West Virginia’s contracts with Aramark Correctional Services have come under scrutiny after a lawsuit brought by incarcerated residents, alleging they were regularly served spoiled milk and undercooked or rotten meat.
Teri Castle, former criminal legal reform fellow at the West Virginia Center on Budget and Policy, alleged Aramark profits by cutting corners, and then makes more money when people are forced to buy extra food from the prison commissary, run by an out-of-state company, which in turn is owned by Aramark.
Castle pointed out when incarcerated people buy commissary items, the West Virginia Division of Corrections and Rehabilitation also rakes in cash.
“Every time a person spends money buying food at the commissary, they get a 10% or 20% kickback,” Castle reported. “This should feel extremely immoral to West Virginians, who have to bear the burden of people coming home sicker than when they entered the prison.”

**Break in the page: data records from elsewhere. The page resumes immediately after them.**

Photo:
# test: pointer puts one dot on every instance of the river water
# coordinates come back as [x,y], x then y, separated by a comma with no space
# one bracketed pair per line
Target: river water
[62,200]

A recent report showed since 2015, West Virginia prisons have sent more than $57 million out of state to pay for food served in its prison system. The Division of Corrections and Rehabilitation did not respond to requests from the report’s authors for information about prison meals, food sources or vendor contracts.
Castle believes state lawmakers should require full transparency from the prison system, especially when taxpayers are footing the bill.
“The West Virginia citizens should be able to see the food that they are purchasing,” Castle contended. “I mean, where does it come from? Are we using West Virginia-grown food, or just sending millions of dollars out of state?”
Research shows people behind bars are more likely to suffer from chronic, diet-linked conditions such as diabetes and heart disease. And according to the report, older people make up a growing share of West Virginia prison populations, with more than 1,200 age 50 or older.